Tchad : retrait des membres du GCAP

Tchad : Le Désistement des Membres de l’ex-GCAP et leur Grâce Présidentielle

Au Tchad, un nouveau développement judiciaire vient d’intervenir concernant les anciens membres du Groupe de concertation des acteurs politiques (GCAP). Huit de ces dirigeants, qui avaient été condamnés en mai 2026 à des peines de huit ans de prison, ont décidé de se désister de leur appel, permettant ainsi l’exécution d’une grâce présidentielle.

Le 12 mai, peu après leur condamnation, ces membres du GCAP avaient fait appel de la décision de justice. En droits tchadiens, l’appel suspend la décision initiale et empêche la mise en œuvre d’une grâce tant que le jugement n’est pas définitivement tranché. Cependant, en choisissant de retirer leur appel, Max Kemkoye, Avocksouma Djona Atchenemou, Nassour Ibrahim Koursami, Neatobei Bidi Valentin, Badono Daïgou, Ahmed Bokori Nima, Keleou Bombaye Laoumbaye et Mahamat Djara Digeu ont pu bénéficier de la clémence du chef de l’État.

Cette grâce a été accordée le 14 août 2026, marquant la libération des huit leaders de l’ex-GCAP ainsi que celle de Succès Masra, un autre acteur politique éminent du pays. Ce dernier avait été condamné l’année précédente à vingt ans de prison pour diffusion de messages à caractère haineux et xénophobe ainsi que pour complicité de meurtre, à la suite d’un conflit intercommunautaire dans la province du Logone occidental ayant causé de nombreuses pertes humaines.

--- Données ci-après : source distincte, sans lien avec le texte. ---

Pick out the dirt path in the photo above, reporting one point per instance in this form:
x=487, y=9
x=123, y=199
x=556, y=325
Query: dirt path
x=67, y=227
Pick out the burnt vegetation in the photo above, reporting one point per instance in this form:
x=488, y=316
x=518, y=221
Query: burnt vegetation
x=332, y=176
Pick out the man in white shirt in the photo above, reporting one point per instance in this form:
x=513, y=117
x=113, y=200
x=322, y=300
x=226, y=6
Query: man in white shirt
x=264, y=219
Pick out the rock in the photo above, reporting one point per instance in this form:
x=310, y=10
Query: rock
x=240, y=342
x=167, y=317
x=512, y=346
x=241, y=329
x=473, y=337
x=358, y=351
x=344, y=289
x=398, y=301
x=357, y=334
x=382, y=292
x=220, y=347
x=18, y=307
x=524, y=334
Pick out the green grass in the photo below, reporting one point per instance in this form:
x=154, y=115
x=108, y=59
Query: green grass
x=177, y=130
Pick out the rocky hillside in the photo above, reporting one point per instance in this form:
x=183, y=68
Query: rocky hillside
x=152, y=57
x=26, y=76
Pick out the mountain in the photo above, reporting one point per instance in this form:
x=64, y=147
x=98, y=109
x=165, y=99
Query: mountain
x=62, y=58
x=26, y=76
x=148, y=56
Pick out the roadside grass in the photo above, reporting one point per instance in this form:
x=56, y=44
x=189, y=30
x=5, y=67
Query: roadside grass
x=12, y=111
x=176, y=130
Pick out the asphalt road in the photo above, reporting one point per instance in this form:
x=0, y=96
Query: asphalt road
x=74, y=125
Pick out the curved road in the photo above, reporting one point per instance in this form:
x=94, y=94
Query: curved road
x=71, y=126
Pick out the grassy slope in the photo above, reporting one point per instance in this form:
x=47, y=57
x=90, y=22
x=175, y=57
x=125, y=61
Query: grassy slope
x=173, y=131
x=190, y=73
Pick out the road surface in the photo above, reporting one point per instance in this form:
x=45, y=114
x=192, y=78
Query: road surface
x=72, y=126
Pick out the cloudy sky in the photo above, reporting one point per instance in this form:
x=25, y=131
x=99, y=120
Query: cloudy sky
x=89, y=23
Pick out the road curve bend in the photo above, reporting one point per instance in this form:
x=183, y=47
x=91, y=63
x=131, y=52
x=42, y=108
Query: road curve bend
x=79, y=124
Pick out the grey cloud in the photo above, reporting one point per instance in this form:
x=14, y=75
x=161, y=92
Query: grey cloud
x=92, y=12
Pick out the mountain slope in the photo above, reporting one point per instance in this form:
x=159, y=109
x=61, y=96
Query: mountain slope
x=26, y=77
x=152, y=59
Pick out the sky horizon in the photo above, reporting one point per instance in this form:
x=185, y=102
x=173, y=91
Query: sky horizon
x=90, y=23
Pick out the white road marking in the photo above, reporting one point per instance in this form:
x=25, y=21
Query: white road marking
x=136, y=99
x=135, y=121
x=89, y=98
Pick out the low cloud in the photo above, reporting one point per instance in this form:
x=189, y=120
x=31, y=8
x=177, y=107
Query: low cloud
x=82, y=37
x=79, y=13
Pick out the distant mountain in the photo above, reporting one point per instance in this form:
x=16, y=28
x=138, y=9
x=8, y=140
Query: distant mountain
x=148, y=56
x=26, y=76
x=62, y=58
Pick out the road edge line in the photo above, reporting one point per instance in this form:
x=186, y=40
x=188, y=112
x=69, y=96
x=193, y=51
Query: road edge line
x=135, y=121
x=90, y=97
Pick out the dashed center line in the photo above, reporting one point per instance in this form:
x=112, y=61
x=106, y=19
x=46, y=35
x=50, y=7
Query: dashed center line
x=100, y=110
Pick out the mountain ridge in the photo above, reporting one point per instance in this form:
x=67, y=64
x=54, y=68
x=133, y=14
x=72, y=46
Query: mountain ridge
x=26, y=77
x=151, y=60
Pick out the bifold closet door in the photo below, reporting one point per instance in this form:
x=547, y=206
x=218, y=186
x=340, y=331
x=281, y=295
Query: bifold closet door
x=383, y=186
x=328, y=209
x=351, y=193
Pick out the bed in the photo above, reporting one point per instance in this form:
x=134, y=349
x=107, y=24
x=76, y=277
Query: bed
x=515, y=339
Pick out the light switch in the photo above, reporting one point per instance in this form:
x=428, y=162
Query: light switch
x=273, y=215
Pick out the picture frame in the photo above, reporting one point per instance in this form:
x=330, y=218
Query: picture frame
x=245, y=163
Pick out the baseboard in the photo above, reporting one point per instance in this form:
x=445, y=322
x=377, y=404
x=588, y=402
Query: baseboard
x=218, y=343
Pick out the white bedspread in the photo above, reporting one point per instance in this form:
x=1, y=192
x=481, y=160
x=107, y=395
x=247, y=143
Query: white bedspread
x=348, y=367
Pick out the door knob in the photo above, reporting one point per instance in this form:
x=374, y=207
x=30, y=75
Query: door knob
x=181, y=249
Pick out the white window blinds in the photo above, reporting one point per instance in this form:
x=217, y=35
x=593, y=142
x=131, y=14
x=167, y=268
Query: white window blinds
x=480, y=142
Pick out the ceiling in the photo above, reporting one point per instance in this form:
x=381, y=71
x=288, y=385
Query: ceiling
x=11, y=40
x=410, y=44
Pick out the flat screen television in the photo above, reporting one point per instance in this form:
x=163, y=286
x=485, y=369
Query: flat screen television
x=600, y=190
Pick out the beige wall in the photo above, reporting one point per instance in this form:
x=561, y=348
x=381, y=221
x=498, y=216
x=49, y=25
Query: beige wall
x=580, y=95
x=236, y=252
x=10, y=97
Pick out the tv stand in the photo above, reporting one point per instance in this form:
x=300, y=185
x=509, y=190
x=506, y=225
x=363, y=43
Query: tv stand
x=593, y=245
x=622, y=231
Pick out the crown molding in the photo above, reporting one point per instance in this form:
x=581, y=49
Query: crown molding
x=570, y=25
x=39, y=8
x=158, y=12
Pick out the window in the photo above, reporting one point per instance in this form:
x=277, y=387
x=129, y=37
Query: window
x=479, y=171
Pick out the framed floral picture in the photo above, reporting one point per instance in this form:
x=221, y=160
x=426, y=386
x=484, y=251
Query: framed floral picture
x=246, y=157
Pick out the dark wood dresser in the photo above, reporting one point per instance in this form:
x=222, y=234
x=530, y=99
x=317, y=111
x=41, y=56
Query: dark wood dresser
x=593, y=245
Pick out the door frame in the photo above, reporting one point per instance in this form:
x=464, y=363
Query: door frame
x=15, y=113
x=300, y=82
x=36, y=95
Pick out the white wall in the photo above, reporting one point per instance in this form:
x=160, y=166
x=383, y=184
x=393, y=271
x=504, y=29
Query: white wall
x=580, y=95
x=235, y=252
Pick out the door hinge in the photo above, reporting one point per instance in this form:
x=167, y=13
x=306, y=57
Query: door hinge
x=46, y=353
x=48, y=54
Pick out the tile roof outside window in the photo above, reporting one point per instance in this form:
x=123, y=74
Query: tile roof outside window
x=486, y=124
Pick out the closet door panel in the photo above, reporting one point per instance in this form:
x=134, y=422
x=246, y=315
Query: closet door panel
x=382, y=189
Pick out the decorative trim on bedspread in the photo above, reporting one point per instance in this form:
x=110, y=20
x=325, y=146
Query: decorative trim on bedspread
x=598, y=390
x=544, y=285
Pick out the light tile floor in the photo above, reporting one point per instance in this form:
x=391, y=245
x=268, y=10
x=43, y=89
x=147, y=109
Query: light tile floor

Les membres du GCAP avaient été jugés pour leur implication dans des activités qualifiées par les autorités de « mouvement insurrectionnel » et « association de malfaiteurs ». Ils avaient également été accusés de « détention illégale d’armes de guerre » alors qu’ils préparaient une marche de protestation nationale pour exprimer leur indignation contre les conditions politiques en vigueur. Cette initiative avait été avortée par leur arrestation, survenue la veille de l’événement prévu, après que le GCAP eut été jugé illégal et dissous par la Cour suprême du Tchad le 24 avril.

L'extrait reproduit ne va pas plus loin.